Nutzen & Perspektiven
Die Verbindung von Scrum Product Owner und Microsoft Word ist strategisch klüger als sie auf den ersten Blick wirkt. In Unternehmen, die agile Methoden einführen, aber bestehende Dokumentationspflichten beibehalten müssen, ist genau diese Kombination gefragt: ein Product Owner, der sauber in Word dokumentiert, Anforderungen klar formuliert und dabei agil denkt, überbrückt klassische und moderne Arbeitsweisen. Das DevOps-Professional-Niveau gibt diesem Profil die technische Substanz, die rein methodisch ausgebildete Product Owner oft vermissen. Wer Deployment-Strategien kennt und versteht, welche Auswirkungen ein Feature Toggle auf den Betrieb hat, macht bessere Backlog-Entscheidungen und kommuniziert glaubwürdiger mit Entwicklungsteams. Insgesamt entsteht ein Qualifikationsprofil, das sowohl in klassischen Unternehmensstrukturen als auch in modernen DevOps-geprägten IT-Abteilungen anschlussfähig ist — und das ist eine seltene Kombination auf dem Weiterbildungsmarkt. In der Praxis zeigt sich diese Stärke besonders bei der Abstimmung zwischen Product Owner und Entwicklungsteam: Gut strukturierte Anforderungsdokumente in Word reduzieren Rückfragen erheblich, weil Akzeptanzkriterien, Abhängigkeiten und Scope klar schriftlich fixiert sind. Wer zusätzlich versteht, was ein Feature Toggle oder ein Canary Release bedeutet, kann Anforderungen von Anfang an so formulieren, dass sie zur technischen Deploymentstrategie passen — das spart Iterationen und verhindert späte, kostspielige Planänderungen. Diese Verbindung aus dokumentarischer Präzision und technischem Verständnis ist das Kernversprechen dieses Programms. Besonders wertvoll ist das Profil in Organisationen, die aus klassischen Projekt-Strukturen in agile Arbeitsweisen wachsen: Dort existieren formale Dokumentationspflichten und moderne Deployment-Prozesse gleichzeitig. Ein Product Owner, der beides beherrscht, ist in dieser Übergangsphase eine Schlüsselperson — glaubwürdig gegenüber dem Management mit klaren Word-Dokumenten und glaubwürdig gegenüber dem Entwicklungsteam mit solidem DevOps-Verständnis.

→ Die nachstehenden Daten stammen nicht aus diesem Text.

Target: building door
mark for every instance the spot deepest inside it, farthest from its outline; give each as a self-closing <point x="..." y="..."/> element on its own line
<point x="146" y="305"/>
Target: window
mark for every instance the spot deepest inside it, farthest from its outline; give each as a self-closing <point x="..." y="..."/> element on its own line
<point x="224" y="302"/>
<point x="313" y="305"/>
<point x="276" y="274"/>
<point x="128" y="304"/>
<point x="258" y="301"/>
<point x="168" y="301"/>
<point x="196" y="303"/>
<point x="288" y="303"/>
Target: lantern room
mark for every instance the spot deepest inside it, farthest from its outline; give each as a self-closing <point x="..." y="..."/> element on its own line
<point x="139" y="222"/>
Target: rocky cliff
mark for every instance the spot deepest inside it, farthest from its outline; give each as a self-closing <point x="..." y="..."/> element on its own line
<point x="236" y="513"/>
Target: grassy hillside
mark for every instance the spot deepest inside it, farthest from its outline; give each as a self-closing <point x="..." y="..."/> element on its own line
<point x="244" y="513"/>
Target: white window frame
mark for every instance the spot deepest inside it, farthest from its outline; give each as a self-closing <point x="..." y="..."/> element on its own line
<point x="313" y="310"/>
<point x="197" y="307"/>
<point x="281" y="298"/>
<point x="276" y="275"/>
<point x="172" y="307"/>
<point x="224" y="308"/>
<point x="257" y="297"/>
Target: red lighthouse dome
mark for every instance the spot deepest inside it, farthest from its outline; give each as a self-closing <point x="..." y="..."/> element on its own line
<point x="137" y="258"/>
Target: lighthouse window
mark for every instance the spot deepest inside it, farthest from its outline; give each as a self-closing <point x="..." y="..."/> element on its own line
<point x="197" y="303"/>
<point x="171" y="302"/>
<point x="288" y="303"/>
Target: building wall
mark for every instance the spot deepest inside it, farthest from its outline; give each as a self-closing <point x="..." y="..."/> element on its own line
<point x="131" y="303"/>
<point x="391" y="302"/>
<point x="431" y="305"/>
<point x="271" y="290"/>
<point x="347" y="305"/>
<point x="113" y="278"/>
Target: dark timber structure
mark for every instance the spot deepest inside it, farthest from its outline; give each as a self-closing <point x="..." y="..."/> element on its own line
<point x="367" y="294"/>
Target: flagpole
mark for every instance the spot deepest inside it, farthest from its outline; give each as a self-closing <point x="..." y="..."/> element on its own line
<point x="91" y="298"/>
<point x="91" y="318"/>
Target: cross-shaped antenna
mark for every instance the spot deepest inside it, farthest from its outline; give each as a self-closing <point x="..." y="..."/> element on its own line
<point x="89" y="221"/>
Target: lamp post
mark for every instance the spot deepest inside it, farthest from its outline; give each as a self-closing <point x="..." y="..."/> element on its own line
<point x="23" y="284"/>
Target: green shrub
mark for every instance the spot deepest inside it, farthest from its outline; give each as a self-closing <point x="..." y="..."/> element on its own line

Häufig gestellte Fragen (FAQ)
Warum ist Word in einem agilen Kurs sinnvoll?
In vielen Unternehmen bleiben Anforderungsdokumente, Spezifikationen und Entscheidungsvorlagen Word-Dokumente — auch wenn das Team agil arbeitet. Ein Product Owner, der sauber in Word dokumentiert, schafft Verbindlichkeit und spart Abstimmungsrunden.
Was unterscheidet diesen Kurs von der Excel-Variante?
Während die Excel-Variante auf Datenanalyse und Sprint-Metriken fokussiert, liegt der Schwerpunkt hier auf strukturierter Textdokumentation — Anforderungsdokumente, Release Notes, Spezifikationen. Beide Profile sind sinnvoll, aber für unterschiedliche Arbeitsschwerpunkte.
Ist DevOps Professional ohne Programmiererfahrung erlernbar?
Das Professional-Modul behandelt Konzepte wie Pipeline-Design, Release-Strategien und Monitoring auf einem Verständnisniveau, das keine aktive Programmiertätigkeit voraussetzt. Technisches Interesse ist förderlich, Programmierkenntnisse sind keine Pflicht.
Auf welche Zertifizierungsprüfungen bereitet das Programm vor?
Das Scrum-Modul bereitet auf international anerkannte Product-Owner-Zertifizierungen vor. Das DevOps-Modul entspricht dem Niveau einschlägiger Professional-Level-Prüfungen im DevOps-Bereich.